2005-08-06 Thread Daniel Phillips
Hi,

This version does not do blatantly stupid things in hardware irq context, is
more efficient, and... wow the patch is smaller!  (That never happens.)

I don't mark skbs as being allocated from reserve any more.  That works, but
it is slightly bogus, because it doesn't matter which skb came from reserve,
it only matters that we put one back.  So I just count them and don't mark
them.

The tricky issue that had to be dealt with is the possibility that a massive 
number of skbs could in theory be queued by the hardware interrupt before the 
softnet softirq gets around to delivering them to the protocol.  But we can 
only allocate a limited number of skbs from reserve memory.  If we run out of 
reserve memory we have no choice but to fail skb allocations, and that can 
cause packets to be dropped.  Since we don't know which packets are blockio 
packets and which are not at that point, we could be so unlucky as to always 
drop block IO packets and always let other junk through.  The other junk 
won't get very far though, because those packets will be dropped as soon as 
the protocol headers are decoded, which will reveal that they do not belong 
to a memalloc socket.  This short circuit ought to help take away the cpu 
load that caused the softirq constipation in the first place.

What is actually going to happen is, a few block IO packets might be randomly 
dropped under such conditions, degrading the transport efficiency.  Block IO 
progress will continue, unless we manage to accidently drop every block IO 
packet and our softirqs continue to stay comatose, probably indicating a 
scheduler bug.

OK, we want to allocate skbs from reserve, but we cannot go infinitely into 
reserve.  So we count how many packets a driver has allocated from reserve, 
in the net_device struct.  If this goes over some limit, the skb 
allocation fails and the device driver may drop a packet because of that.  
Note that the e1000 driver will just be trying to refill its rx-ring at this 
point, and it will try to refill it again as soon as the next packet arrives, 
so it is still some ways away from actually dropping a packet.  Other drivers 
may immediately drop a packet at this point, c'est la vie.  Remember, this 
can only happen if the softirqs are backed up a silly amount.

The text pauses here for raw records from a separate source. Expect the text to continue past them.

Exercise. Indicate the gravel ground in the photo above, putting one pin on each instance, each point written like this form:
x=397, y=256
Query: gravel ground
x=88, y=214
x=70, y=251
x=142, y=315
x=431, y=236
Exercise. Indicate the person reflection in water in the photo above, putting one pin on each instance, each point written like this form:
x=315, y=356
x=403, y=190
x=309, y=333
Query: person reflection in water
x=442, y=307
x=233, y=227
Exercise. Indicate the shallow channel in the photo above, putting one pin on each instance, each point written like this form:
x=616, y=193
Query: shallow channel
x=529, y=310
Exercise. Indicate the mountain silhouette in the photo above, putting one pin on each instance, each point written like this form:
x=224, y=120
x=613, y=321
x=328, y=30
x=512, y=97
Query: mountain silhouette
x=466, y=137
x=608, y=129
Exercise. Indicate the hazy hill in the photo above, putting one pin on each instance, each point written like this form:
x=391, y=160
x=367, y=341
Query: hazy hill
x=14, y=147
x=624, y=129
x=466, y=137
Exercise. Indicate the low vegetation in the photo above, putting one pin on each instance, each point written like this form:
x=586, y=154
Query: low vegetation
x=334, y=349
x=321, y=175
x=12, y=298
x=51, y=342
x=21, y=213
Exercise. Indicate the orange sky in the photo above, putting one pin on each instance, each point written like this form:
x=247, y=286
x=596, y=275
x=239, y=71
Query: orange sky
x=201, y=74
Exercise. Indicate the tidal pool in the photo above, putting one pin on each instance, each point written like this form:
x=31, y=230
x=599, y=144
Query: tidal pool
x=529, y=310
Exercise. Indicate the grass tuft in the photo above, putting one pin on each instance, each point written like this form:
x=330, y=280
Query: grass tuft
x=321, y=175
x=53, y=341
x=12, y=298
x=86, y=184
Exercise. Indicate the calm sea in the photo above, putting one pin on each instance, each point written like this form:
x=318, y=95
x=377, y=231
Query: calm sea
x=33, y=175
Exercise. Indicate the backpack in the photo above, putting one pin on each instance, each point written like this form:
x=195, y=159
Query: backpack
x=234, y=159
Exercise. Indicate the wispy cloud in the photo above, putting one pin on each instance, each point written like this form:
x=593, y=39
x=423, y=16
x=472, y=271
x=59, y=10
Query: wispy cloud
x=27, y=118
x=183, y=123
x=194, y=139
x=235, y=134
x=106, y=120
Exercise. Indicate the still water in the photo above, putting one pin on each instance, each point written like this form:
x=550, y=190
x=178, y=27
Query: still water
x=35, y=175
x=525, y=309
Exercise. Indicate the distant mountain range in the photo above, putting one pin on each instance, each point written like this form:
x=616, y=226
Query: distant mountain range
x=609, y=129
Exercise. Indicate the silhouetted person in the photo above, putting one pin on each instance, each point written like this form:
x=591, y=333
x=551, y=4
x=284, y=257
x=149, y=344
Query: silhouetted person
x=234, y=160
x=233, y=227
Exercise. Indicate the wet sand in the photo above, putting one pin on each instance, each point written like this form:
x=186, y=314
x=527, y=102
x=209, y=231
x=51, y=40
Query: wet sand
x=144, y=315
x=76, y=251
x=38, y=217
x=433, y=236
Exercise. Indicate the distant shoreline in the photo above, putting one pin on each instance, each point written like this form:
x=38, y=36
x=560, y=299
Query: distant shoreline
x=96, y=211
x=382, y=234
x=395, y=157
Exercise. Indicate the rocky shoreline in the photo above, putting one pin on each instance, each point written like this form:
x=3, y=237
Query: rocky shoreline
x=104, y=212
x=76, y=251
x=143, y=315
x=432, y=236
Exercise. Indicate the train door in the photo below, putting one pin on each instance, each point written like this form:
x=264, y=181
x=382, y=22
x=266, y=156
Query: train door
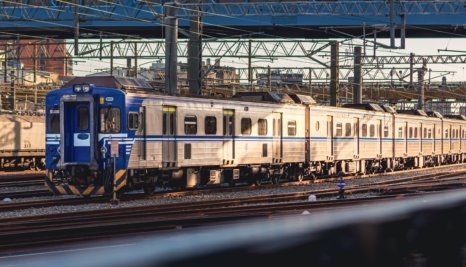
x=228, y=136
x=169, y=135
x=450, y=146
x=421, y=137
x=277, y=143
x=143, y=129
x=330, y=137
x=379, y=137
x=77, y=132
x=307, y=134
x=356, y=137
x=406, y=137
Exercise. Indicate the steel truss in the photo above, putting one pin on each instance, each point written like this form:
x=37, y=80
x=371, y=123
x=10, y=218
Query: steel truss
x=147, y=11
x=217, y=49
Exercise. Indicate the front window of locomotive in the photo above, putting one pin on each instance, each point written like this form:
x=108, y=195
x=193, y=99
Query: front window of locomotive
x=110, y=121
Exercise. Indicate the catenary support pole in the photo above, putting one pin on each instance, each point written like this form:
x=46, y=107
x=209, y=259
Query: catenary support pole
x=195, y=54
x=171, y=53
x=357, y=80
x=334, y=79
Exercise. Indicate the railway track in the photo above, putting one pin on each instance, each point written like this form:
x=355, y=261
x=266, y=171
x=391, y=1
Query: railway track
x=20, y=179
x=9, y=206
x=28, y=232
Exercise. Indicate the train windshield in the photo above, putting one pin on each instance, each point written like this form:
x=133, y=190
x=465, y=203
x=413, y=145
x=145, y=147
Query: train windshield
x=110, y=120
x=54, y=121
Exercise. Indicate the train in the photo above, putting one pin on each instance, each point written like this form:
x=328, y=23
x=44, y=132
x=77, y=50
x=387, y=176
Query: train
x=22, y=141
x=103, y=138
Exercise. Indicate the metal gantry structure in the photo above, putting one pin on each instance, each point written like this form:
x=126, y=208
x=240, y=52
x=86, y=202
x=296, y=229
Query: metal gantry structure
x=207, y=24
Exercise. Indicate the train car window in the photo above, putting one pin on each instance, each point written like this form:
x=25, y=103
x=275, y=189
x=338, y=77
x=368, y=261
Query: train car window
x=110, y=120
x=246, y=125
x=291, y=128
x=54, y=121
x=364, y=130
x=210, y=125
x=164, y=123
x=83, y=118
x=172, y=123
x=133, y=121
x=348, y=129
x=262, y=123
x=190, y=124
x=385, y=131
x=338, y=129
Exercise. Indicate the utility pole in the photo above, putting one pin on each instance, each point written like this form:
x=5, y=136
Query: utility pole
x=135, y=60
x=269, y=78
x=334, y=79
x=76, y=27
x=420, y=85
x=392, y=24
x=195, y=54
x=34, y=55
x=111, y=58
x=5, y=65
x=357, y=80
x=171, y=54
x=403, y=31
x=411, y=64
x=250, y=65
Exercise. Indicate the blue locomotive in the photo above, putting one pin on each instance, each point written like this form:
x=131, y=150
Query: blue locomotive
x=103, y=137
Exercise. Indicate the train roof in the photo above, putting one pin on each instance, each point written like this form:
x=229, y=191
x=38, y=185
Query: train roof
x=434, y=114
x=364, y=106
x=111, y=82
x=418, y=112
x=458, y=117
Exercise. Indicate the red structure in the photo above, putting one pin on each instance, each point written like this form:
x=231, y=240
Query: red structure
x=40, y=55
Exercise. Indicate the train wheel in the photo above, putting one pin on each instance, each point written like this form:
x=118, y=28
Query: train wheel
x=300, y=177
x=148, y=189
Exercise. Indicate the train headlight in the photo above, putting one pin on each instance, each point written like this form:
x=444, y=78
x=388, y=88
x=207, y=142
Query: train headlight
x=77, y=88
x=86, y=88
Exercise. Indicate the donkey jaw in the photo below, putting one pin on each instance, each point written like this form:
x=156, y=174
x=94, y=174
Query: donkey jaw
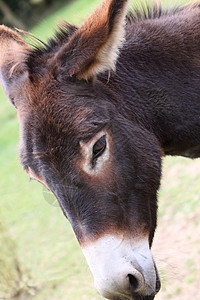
x=122, y=267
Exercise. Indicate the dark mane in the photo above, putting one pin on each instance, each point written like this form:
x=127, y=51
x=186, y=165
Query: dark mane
x=139, y=12
x=147, y=10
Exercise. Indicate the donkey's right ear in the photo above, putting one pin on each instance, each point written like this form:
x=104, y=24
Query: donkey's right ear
x=13, y=69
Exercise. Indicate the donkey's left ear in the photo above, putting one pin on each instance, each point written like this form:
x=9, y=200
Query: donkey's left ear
x=94, y=47
x=13, y=69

The thing is, we have got our block IO traffic moving, by virtue of dipping 
into the reserve, and most likely moving at near-optimal speed.  Normal 
memory-consuming tasks are not moving because they are blocked on vm IO.  The 
things that can mess us up are cpu hogs - a scheduler problem - and tons of 
unhelpful traffic sharing the network wire, which we are killing off early as 
mentioned above.

What happens when a packet arrives at the protocol handler is a little subtle.  
At this point, if the interface is into reserve, we can always decrement the 
reserve count, regardless of what type of packet it is.  If it is a block IO 
packet, the packet is still accounted for within the block driver's 
throttling.  We are sure that the packet's resources will be returned to the 
common pool in an organized way.  If it is some other random kind of packet, 
we drop it right away, also returning the resources to the common pool.  
Either way, it is not the responsibility of the interface to account for it 
any more.

I'll just reiterate what I'm trying to accomplish here:

   1) Guarantee network block io forward progress
   2) Block IO throughput should not degrade much under low memory

This iteration of the patch addresses those goals nicely, I think.  I have not 
yet shown how to drive this from the block IO layer, and I haven't shown how 
to be sure that all protocols on an interface (not just TCPv4, as here) can 
handle the reserve management semantics.  I have ignored all transports 
besides IP, though not much changes for other transports.  I have some 
accounting code that is very probably racy and needs to be rewritten with 
atomic_t.  I have ignored the many hooks that are possible in the protocol 
path.  I have assumed that all receive skbs are the same size, and haven't 
accounted for the possibility that that size (MTU) might change.  All these 
things need looking at, but the main point at the moment is to establish a 
solid sense of correctness and to get some real results on a vanilla delivery 
path.  That in itself will be useful for cluster work, where configuration
issues are kept under careful control.

As far as drivers are concerned, the new interface is dev_memalloc_skb, which 
is straightforward.  It needs to know about the netdev for accounting 
purposes, so it takes it as a parameter and thoughtfully plugs it into the 
skb for you.

I am still using the global memory reserve, not mempool.  But notice, now I am 
explicitly accounting and throttling how deep a driver dips into the global 
reserve.  So GFP_MEMALLOC wins a point: the driver isn't just using the 
global reserve blindly, as has been traditional.  The jury is still out 
thoug